His Honour rejected the administrative law challenge by the plaintiffs. This may have been predictable given that the Court of Appeal had already previously ruled using a different administrative law approach. However, he made a number of important findings in relation to the application of the Charter:

  • His Honour found at [190] that it is not necessary for a particular individual to be affected by governmental action for the human rights in the Charter to be engaged. The Charter, like administrative law, he found to be focused how governmental decisions are made rather than whether a person’s rights are violated;
  • His Honour at [203] reiterated that the standard of proof on the government to show that a limitation on a human right is reasonable is high and that only limited deference should be given to the decision made by the government. This appears to indicate a stricter standard of proof than that put forward by Garde J in the first of the cases;
  • Even though the briefing notes to the Minister in relation to the second group of Orders in Council referred to human rights considerations, His Honour found that that the government did not appreciate the true nature of the engaged human rights and the consequences to the children of their limitation. His Honour was particularly critical (at [456]) of the failure of the decision makers to obtain specialist advice on the special vulnerabilities of the child plaintiffs.
  • In relation to the question of whether Charter human rights were taken into account by the decision makers His Honour analysed the process rigorously to the point of finding that some of the facts relied upon were incorrect and that lip service was given to the Charter while working towards a predetermined outcome (at [515]).
  • On the question of remedies, His Honour not only made declarations of breach of the Charter (as Garde J had in the first case) but also issued prohibitory injunctions both in relation to detention of children at Grevillea and in relation to the possession of the capsicum spray and extendable batons by Corrections Victoria staff at Grevillea. This appears to signal that regardless of whether a breach of the Charter is considered to lead to invalidity or not the more coercive remedies of prohibitory injunctions can be sought to prevent breaches of the Charter.

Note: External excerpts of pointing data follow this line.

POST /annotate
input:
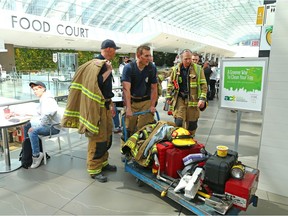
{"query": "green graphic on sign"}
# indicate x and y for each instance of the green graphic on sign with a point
(247, 78)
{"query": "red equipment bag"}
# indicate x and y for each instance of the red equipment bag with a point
(174, 158)
(161, 154)
(242, 190)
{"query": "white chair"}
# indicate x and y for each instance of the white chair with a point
(64, 132)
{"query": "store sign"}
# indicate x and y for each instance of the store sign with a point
(270, 14)
(55, 59)
(242, 83)
(260, 15)
(43, 26)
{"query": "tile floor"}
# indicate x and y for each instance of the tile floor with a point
(63, 187)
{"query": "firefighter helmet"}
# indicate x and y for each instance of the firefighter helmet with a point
(182, 137)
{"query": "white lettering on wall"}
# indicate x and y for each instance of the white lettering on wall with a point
(43, 26)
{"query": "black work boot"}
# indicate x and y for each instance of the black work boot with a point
(109, 167)
(100, 177)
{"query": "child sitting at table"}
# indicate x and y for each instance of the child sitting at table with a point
(40, 124)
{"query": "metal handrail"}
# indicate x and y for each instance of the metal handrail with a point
(26, 101)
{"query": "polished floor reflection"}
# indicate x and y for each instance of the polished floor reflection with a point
(63, 187)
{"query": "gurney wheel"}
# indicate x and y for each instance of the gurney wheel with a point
(139, 182)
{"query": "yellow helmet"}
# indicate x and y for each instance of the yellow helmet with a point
(182, 137)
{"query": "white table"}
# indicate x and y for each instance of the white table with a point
(9, 164)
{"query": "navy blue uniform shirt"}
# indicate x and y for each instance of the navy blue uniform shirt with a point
(139, 83)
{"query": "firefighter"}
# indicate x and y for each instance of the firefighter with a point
(186, 92)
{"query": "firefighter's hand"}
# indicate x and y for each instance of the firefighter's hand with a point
(152, 109)
(129, 112)
(109, 66)
(201, 104)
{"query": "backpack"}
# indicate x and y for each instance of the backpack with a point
(25, 155)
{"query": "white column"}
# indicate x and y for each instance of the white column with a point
(272, 161)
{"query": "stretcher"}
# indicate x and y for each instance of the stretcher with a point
(165, 186)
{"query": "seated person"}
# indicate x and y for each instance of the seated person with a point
(40, 123)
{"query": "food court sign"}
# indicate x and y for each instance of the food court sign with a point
(38, 24)
(242, 83)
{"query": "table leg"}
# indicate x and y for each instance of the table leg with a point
(8, 166)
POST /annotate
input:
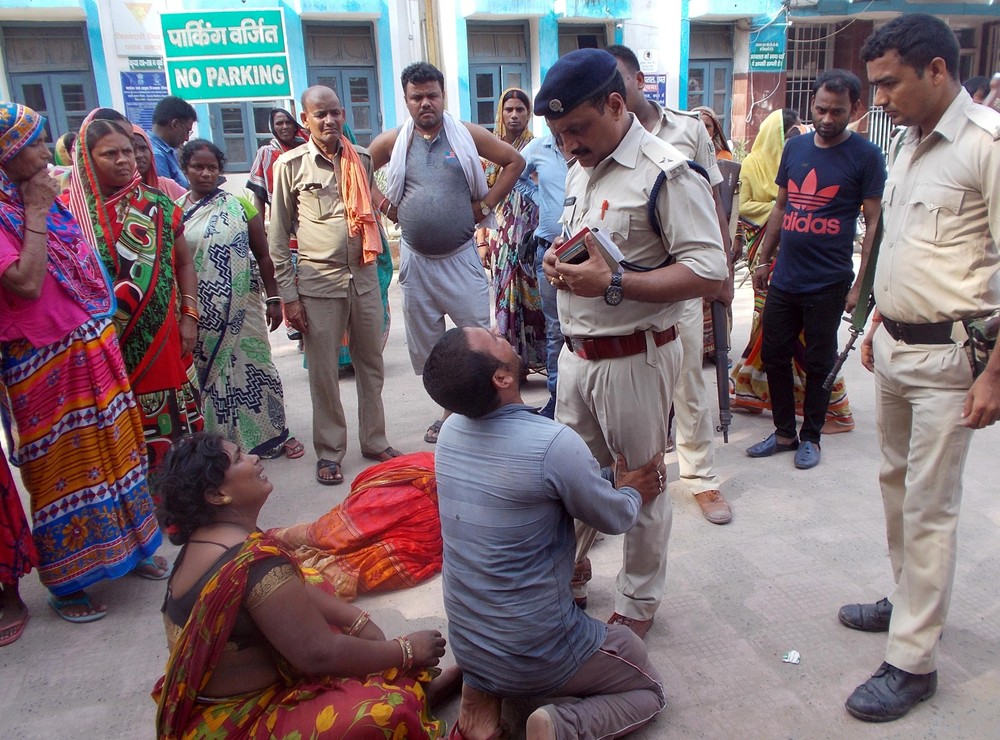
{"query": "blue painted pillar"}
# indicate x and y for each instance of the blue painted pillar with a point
(682, 74)
(548, 43)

The above findings of David Dixon J are of significance in the development both of the jurisprudence under the Charter and of human rights law in Australia generally. It points the case law towards both stricter scrutiny of governmental decisions and more forceful remedies for violations of the Charter. It shows a judiciary that is less cautious about using the Charter to prevent government actions that violate human rights. While the case is coloured by what may be judicial disapproval of failure by the Victorian government to abide by previous decisions, in the matter in the author’s view it is likely to have a wider applicability.

The statements of John Dixon J about lip service to the Charter are particularly to be welcomed given the large degree of mere lip service to human rights that has been given by the federal government and parliament to human rights under the Human Rights (Parliamentary Scrutiny) Act 2011 (Cth). The salutary effect of the enactment of the Charter by the Victorian Parliament appears to have been to give the Victorian judiciary the confidence to get to the real facts of human rights violations and to determinedly restrain the government from violating such rights. This will be of benefit not only to Victoria and the ACT (where there are such Acts), but also in Queensland where the government has committed to introducing similar legislation in the near future.

[1] Certain Children by their Litigation Guardian Sister Marie Brigid Arthur v Minister for Families and Children & Ors (No 2)[2017] VSC 251.

[2] Charter of Human Rights and Responsibilities Act 2016 (Vic).

[3] Certain Children by their Litigation Guardian Marie Brigid Arthur v Minister for Families and Children & Ors [2016] VSC 796.

[4] See Minister for Families and Children v Certain Children by their Litigation Guardian Sister Marie Brigid Arthur [2016] VSCA 343 per Warren CJ, Maxwell P and Weinberg JA.

[5] Certain Children by their Litigation Guardian Sister Marie Brigid Arthur v Minister for Families and Children & Ors (No 2)[2017] VSC 251.